The loss payee and a lienholder may be separate entities. Or they may be both. It may sound confusing, but there’s a reason for this contradiction.
Let’s take a look at their similarities and differences.
What is a lienholder?
A lienholder is a person or organization with a financial interest in property up to the amount of money borrowed or still owed on the property.
Examples of a lienholder:
- Finance company
- Credit union
- Another party to whom funds are owed as payment for the property
What is a loss payee?
A loss payee is a person or entity with a legally secured insurable interest in another's property. This is usually a financial institution that loaned money to buy a car. The car is the loan collateral. If the auto is damaged in an accident, loss payments will be made to you and your policy’s loss payee.
Examples of a loss payee:
- Vehicle co-owner or-co signer who has an insurable interest in the property
- An individual with whom a financial agreement has been made securing the property as collateral, such as a personal sale or a temporary personal loan
- A financial institution like a bank or a finance company who loaned the funds for the purchase
Comparing lienholder vs. loss payee
Here’s the difference -- the loss payee doesn’t have to own the property. They simply have an insurable interest in it. A lienholder owns the property until the property is paid off.
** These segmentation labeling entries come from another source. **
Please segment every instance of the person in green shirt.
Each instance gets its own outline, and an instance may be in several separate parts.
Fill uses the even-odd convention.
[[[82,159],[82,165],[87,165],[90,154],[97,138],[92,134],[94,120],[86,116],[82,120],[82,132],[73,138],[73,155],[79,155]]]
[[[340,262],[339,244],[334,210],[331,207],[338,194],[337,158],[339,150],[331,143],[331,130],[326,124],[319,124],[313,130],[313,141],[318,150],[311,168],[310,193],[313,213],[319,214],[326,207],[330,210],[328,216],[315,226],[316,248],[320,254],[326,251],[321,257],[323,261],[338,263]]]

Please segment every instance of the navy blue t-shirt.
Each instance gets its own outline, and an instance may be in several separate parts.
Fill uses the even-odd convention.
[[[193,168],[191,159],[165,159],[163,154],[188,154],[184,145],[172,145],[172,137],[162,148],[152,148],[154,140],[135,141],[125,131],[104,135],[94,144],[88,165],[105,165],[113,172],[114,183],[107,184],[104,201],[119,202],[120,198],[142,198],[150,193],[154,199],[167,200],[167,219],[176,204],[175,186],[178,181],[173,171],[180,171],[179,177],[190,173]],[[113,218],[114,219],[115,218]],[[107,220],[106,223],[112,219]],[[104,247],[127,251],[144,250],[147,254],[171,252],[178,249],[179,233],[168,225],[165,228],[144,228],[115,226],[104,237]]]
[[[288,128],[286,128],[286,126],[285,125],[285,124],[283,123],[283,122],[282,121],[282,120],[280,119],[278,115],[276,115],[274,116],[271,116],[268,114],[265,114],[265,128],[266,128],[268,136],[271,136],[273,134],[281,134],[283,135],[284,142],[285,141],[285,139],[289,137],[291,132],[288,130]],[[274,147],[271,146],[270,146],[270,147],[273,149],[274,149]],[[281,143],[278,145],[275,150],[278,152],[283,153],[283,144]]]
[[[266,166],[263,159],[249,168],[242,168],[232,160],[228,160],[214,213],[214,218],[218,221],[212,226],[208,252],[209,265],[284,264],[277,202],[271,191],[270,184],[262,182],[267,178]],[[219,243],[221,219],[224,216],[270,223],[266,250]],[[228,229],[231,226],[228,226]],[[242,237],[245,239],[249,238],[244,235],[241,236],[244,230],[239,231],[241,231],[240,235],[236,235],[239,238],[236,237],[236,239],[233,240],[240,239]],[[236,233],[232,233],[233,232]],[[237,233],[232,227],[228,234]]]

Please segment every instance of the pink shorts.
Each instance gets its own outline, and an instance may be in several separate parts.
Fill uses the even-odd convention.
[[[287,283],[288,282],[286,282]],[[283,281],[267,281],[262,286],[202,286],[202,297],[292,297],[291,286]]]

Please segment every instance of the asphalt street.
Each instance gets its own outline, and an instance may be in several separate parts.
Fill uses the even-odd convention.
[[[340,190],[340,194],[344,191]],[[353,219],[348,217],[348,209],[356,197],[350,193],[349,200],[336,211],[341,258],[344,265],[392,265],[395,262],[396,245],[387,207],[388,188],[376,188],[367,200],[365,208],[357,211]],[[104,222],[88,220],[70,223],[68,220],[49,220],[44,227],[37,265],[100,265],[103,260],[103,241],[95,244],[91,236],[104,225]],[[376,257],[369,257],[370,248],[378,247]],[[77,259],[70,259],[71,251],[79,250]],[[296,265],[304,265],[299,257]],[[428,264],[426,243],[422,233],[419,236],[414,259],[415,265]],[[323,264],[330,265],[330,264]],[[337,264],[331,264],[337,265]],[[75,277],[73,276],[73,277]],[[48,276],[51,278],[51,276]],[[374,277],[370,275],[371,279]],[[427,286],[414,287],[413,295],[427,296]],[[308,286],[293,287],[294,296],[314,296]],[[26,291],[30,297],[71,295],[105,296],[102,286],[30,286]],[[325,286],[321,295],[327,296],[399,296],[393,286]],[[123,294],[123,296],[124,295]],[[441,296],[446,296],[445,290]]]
For this reason, a lienholder may also be considered a loss payee. Be sure to list a loss payee on your car insurance policy if there’s a lienholder or an insurable interest on your vehicle.
When you finance or lease a vehicle, you will be required to carry types of car insurance other than the minimum liability limits required by your state. Your lienholder or leasing company will require that you carry physical damage coverage of collision and comprehensive.
The best way to make sure that you receive the best rates is to compare car insurance rates with multiple insurance providers.